Kamiya Dufermeau became sick in mid-April 2021 and was diagnosed with appendicitis. After more conservative, nonsurgical interventions did not improve her condition, Dr. Colin Martin, who is affiliated with Children’s of Alabama, performed a laparoscopic appendectomy on her.

About a week later, Kamiya still felt lethargic, tired and weak. On May 4, Kamiya’s mother brought her daughter to Dr. Theresa Bolus, a physician at Midtown Pediatrics, a facility run by Children’s of Alabama.

Bolus diagnosed the child with pinworms and sent her home. She did not conduct a physical exam, according to Robinson’s suit.

The day after Kamiya’s doctor’s visit, her grandmother called 911, and paramedics arrived to find the girl without a pulse. She was brought to Children’s of Alabama where doctors “performed four rounds of pediatrics advanced life support,” according to the lawsuit. Their efforts were not successful.

An autopsy conducted by Jefferson County Coroner & Medical Examiner’s Office showed that Kamiya died “because of an undiagnosed and untreated postsurgical bowel complication.”

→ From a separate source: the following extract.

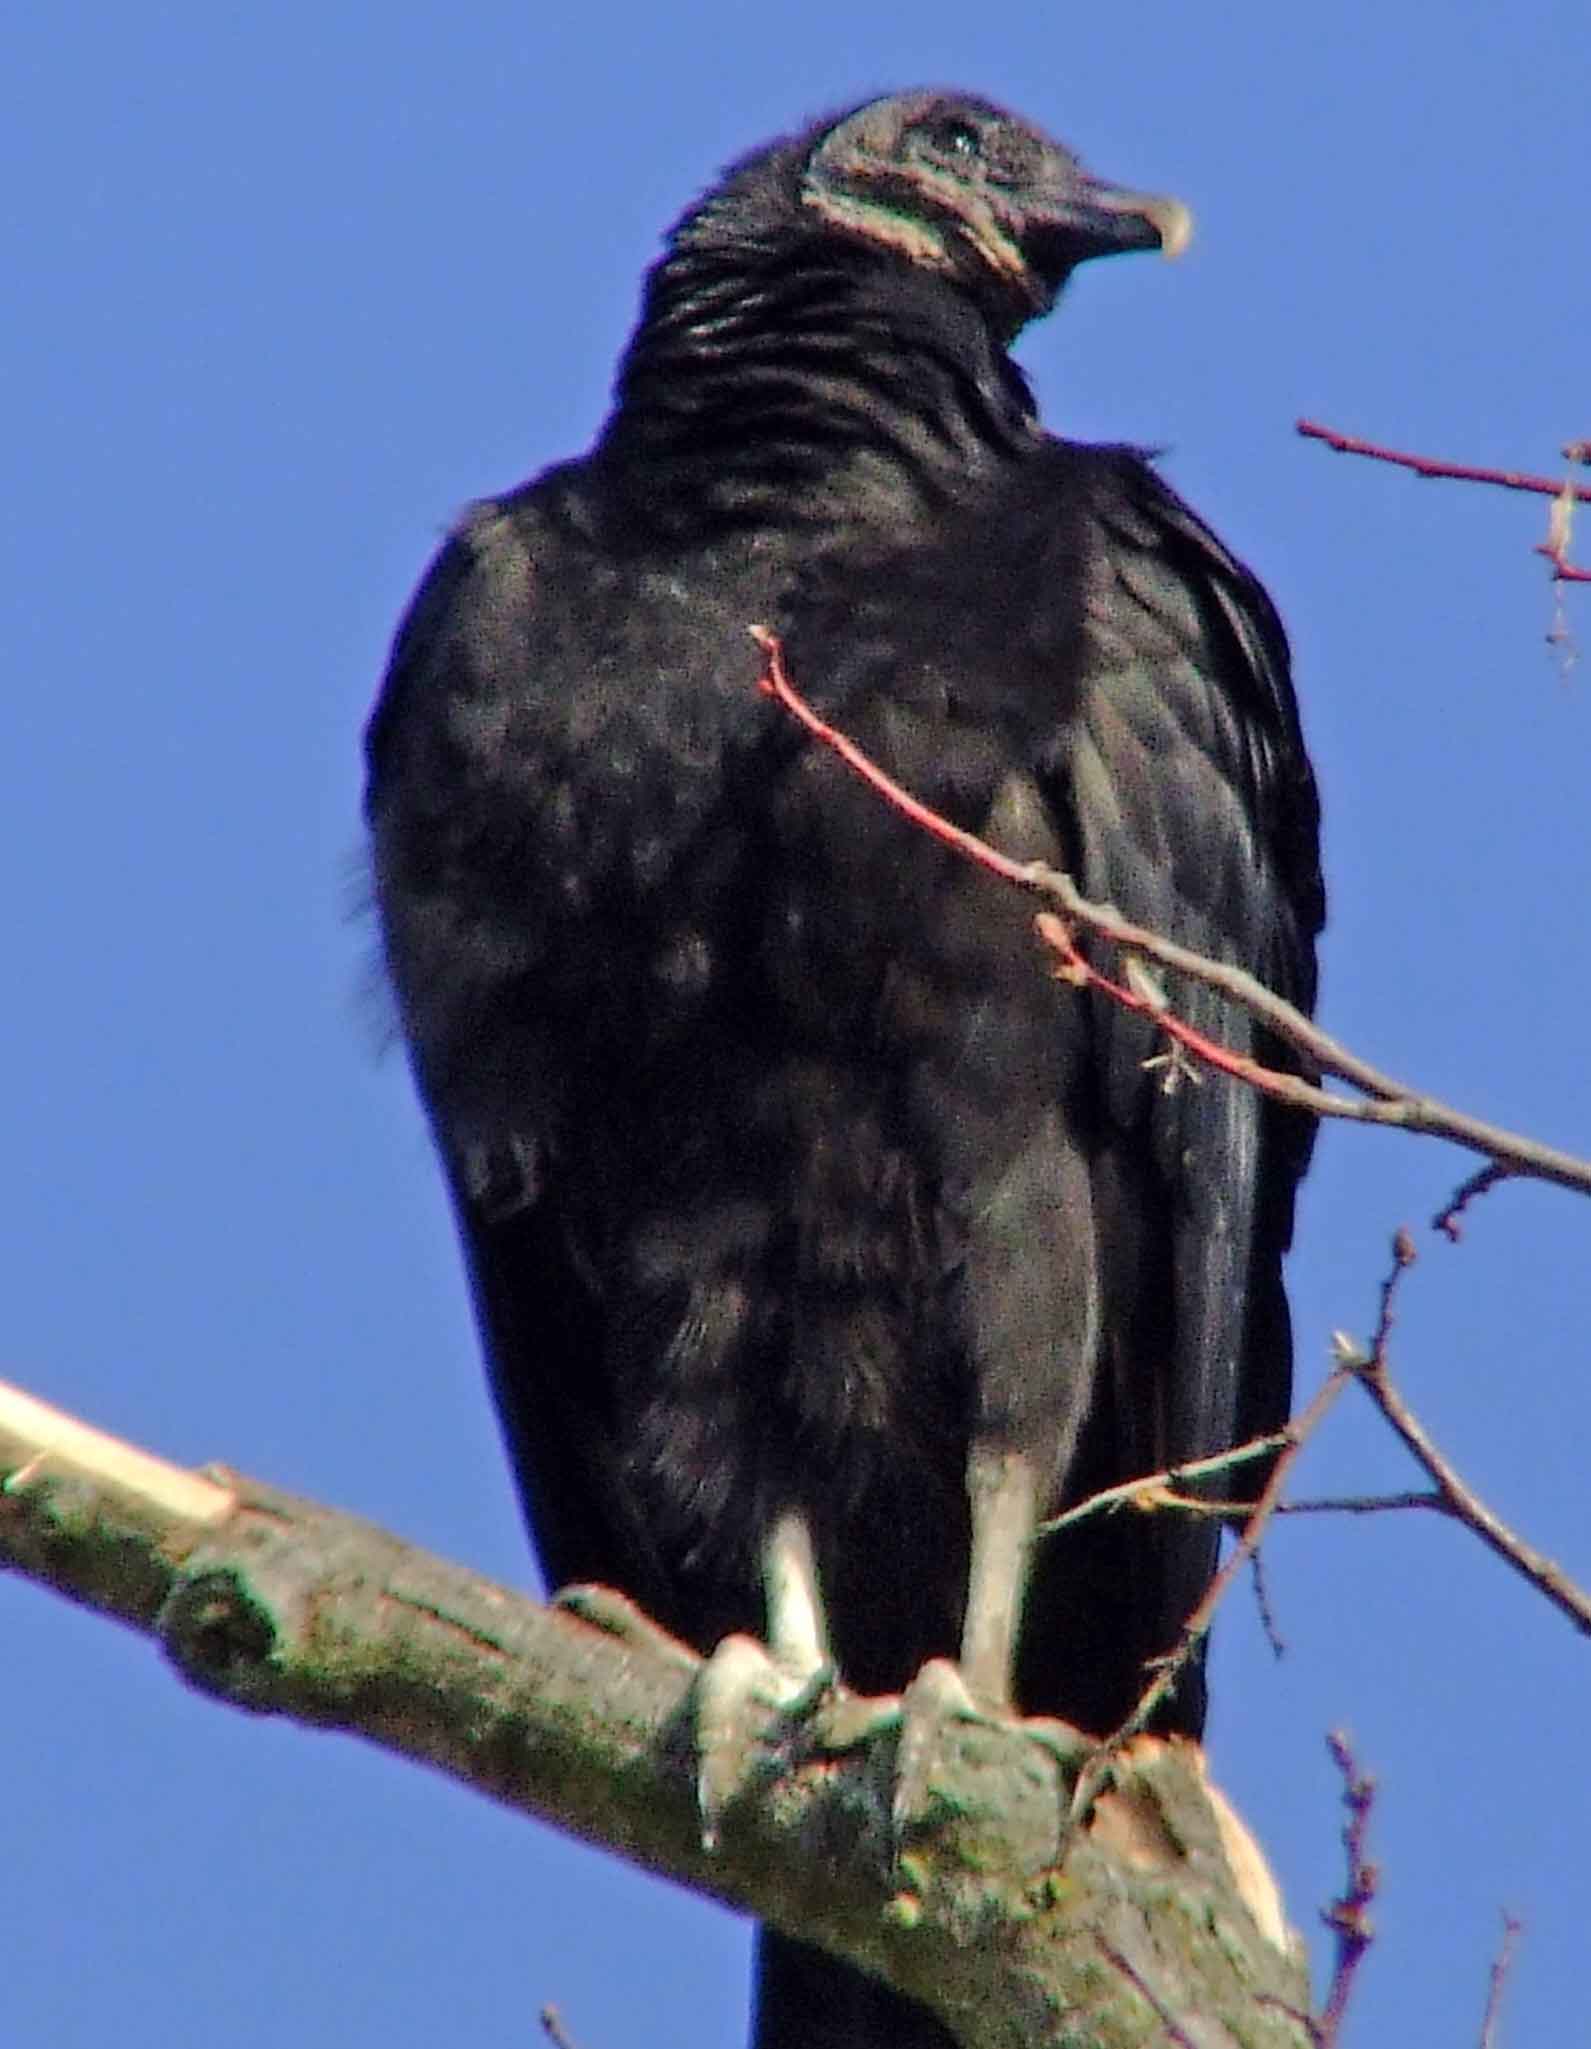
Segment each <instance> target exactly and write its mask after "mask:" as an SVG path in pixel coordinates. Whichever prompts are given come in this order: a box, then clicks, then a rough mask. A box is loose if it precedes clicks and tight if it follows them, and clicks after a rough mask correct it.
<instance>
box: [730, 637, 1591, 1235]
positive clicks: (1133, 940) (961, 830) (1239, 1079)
mask: <svg viewBox="0 0 1591 2049" xmlns="http://www.w3.org/2000/svg"><path fill="white" fill-rule="evenodd" d="M750 633H752V639H754V641H757V645H759V647H761V650H763V656H765V668H763V676H761V688H763V691H765V693H767V695H769V697H773V699H775V701H777V703H779V705H783V709H785V711H789V713H791V717H795V719H798V721H800V723H802V725H804V727H806V729H808V731H810V734H812V736H814V738H816V740H820V742H822V744H824V746H826V748H830V750H832V752H834V754H839V758H841V760H843V762H845V764H847V768H851V770H853V772H855V775H857V777H861V781H863V783H867V785H869V787H871V789H875V791H878V793H880V797H884V801H886V803H890V805H892V807H894V809H896V811H900V813H902V816H904V818H908V820H910V822H912V824H914V826H919V828H921V830H923V832H929V834H931V836H933V838H937V840H941V842H943V844H945V846H951V848H955V850H957V852H960V854H966V859H968V861H974V863H978V867H982V869H988V873H990V875H998V877H1001V879H1003V881H1007V883H1013V885H1015V887H1017V889H1029V891H1033V893H1035V895H1044V897H1048V900H1050V902H1054V904H1060V908H1062V914H1064V916H1062V918H1056V916H1054V914H1039V918H1037V920H1035V922H1037V930H1039V936H1042V938H1044V940H1046V943H1048V945H1050V947H1054V951H1056V953H1058V955H1060V963H1062V965H1060V969H1058V973H1060V975H1062V979H1068V981H1072V984H1076V986H1087V988H1095V990H1099V992H1101V994H1105V996H1107V998H1109V1000H1111V1002H1117V1004H1121V1006H1124V1008H1126V1010H1134V1012H1138V1014H1140V1016H1152V1018H1154V1020H1156V1022H1158V1027H1160V1029H1162V1031H1165V1035H1167V1039H1169V1041H1171V1043H1173V1047H1177V1049H1179V1051H1181V1053H1187V1055H1189V1057H1191V1059H1193V1061H1197V1063H1199V1065H1206V1068H1214V1070H1218V1072H1220V1074H1228V1076H1232V1078H1236V1080H1240V1082H1247V1084H1249V1086H1251V1088H1257V1090H1259V1092H1261V1094H1267V1096H1273V1098H1275V1100H1279V1102H1288V1104H1292V1106H1294V1109H1302V1111H1308V1113H1310V1115H1314V1117H1341V1119H1347V1121H1351V1123H1363V1125H1392V1127H1396V1129H1400V1131H1415V1133H1421V1135H1425V1137H1439V1139H1450V1141H1452V1143H1454V1145H1464V1147H1468V1149H1470V1152H1476V1154H1482V1156H1484V1158H1486V1160H1488V1162H1493V1164H1495V1166H1497V1168H1499V1170H1505V1172H1511V1174H1523V1176H1527V1178H1534V1180H1550V1182H1556V1184H1558V1186H1562V1188H1575V1190H1577V1193H1579V1195H1591V1160H1579V1158H1575V1156H1573V1154H1566V1152H1560V1149H1558V1147H1556V1145H1542V1143H1538V1141H1536V1139H1527V1137H1521V1135H1519V1133H1517V1131H1505V1129H1503V1127H1501V1125H1488V1123H1484V1121H1482V1119H1478V1117H1470V1115H1468V1113H1466V1111H1458V1109H1452V1106H1450V1104H1445V1102H1437V1100H1435V1098H1433V1096H1425V1094H1421V1092H1419V1090H1415V1088H1411V1086H1409V1084H1406V1082H1398V1080H1394V1078H1392V1076H1390V1074H1382V1070H1380V1068H1372V1065H1370V1061H1365V1059H1359V1055H1357V1053H1351V1051H1349V1049H1347V1047H1345V1045H1341V1043H1339V1041H1337V1039H1333V1037H1331V1035H1329V1033H1324V1031H1320V1027H1318V1025H1314V1020H1312V1018H1308V1016H1304V1012H1302V1010H1298V1008H1294V1006H1292V1004H1288V1002H1283V998H1281V996H1277V994H1275V992H1273V990H1267V988H1265V984H1263V981H1257V979H1255V977H1253V975H1251V973H1247V971H1245V969H1240V967H1232V965H1230V963H1228V961H1212V959H1208V957H1206V955H1201V953H1193V951H1189V949H1187V947H1179V945H1177V943H1175V940H1169V938H1162V936H1160V934H1158V932H1152V930H1148V928H1146V926H1140V924H1132V920H1128V918H1124V916H1121V912H1117V910H1115V906H1113V904H1093V902H1089V900H1087V897H1085V895H1083V893H1080V891H1078V887H1076V883H1074V881H1072V877H1070V875H1064V873H1060V871H1058V869H1052V867H1048V865H1046V863H1042V861H1013V859H1011V856H1009V854H1001V852H998V850H996V848H992V846H990V844H988V842H986V840H980V838H978V836H976V834H972V832H964V830H962V828H960V826H953V824H951V822H949V820H947V818H941V816H939V813H937V811H933V809H929V805H925V803H923V801H921V799H916V797H912V795H910V791H906V789H902V787H900V783H896V781H894V779H892V777H888V775H886V772H884V770H882V768H880V766H878V764H875V762H871V760H869V758H867V756H865V754H863V752H861V748H859V746H857V744H855V742H853V740H849V738H847V736H845V734H841V731H839V727H834V725H830V723H828V721H826V719H820V717H818V713H816V711H814V709H812V707H810V705H808V703H806V699H804V697H802V695H800V693H798V691H795V686H793V684H791V680H789V676H787V674H785V666H783V650H781V643H779V637H777V633H771V631H769V629H767V627H752V629H750ZM1070 924H1078V926H1083V928H1085V930H1089V932H1095V934H1097V936H1099V938H1105V940H1109V945H1113V947H1117V949H1119V953H1121V957H1124V961H1126V969H1124V977H1121V979H1111V977H1107V975H1103V973H1101V971H1099V969H1097V967H1095V965H1093V963H1091V961H1089V959H1087V957H1085V955H1083V953H1080V949H1078V947H1076V943H1074V938H1072V934H1070ZM1140 959H1148V961H1156V963H1158V965H1160V967H1171V969H1175V971H1177V973H1181V975H1187V977H1189V979H1193V981H1204V984H1206V986H1208V988H1212V990H1218V992H1220V994H1222V996H1228V998H1230V1000H1232V1002H1236V1004H1240V1006H1242V1008H1245V1010H1247V1012H1249V1014H1251V1016H1255V1018H1259V1022H1261V1025H1265V1029H1267V1031H1271V1033H1273V1035H1275V1037H1277V1039H1281V1041H1286V1043H1288V1045H1292V1047H1296V1049H1298V1051H1300V1053H1304V1055H1306V1059H1308V1061H1310V1063H1312V1065H1314V1068H1316V1070H1318V1072H1320V1074H1329V1076H1337V1080H1341V1082H1347V1084H1349V1086H1351V1088H1357V1090H1359V1096H1339V1094H1333V1092H1331V1090H1327V1088H1316V1086H1314V1084H1310V1082H1304V1080H1300V1076H1296V1074H1281V1072H1277V1070H1273V1068H1265V1065H1261V1063H1259V1061H1255V1059H1249V1057H1247V1055H1245V1053H1236V1051H1232V1049H1230V1047H1226V1045H1220V1043H1218V1041H1214V1039H1208V1037H1206V1035H1204V1033H1197V1031H1193V1027H1191V1025H1185V1022H1183V1020H1181V1018H1179V1016H1177V1014H1175V1012H1173V1010H1171V1006H1169V1004H1167V998H1165V994H1162V992H1160V990H1158V986H1156V984H1154V977H1152V975H1148V973H1146V971H1142V967H1138V965H1136V963H1138V961H1140Z"/></svg>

Children’s of Alabama and both doctors named in the complaint have denied responsibility for Kamiya’s death in court filings. In separate responses to the suit, the hospital and two doctors denied responsibility for Kamiya’s death and argued that the state’s wrongful death law violates the constitution.

The court is set to hold another conference on Sept. 7, 2022, to set a firm trial date and discuss other scheduling details.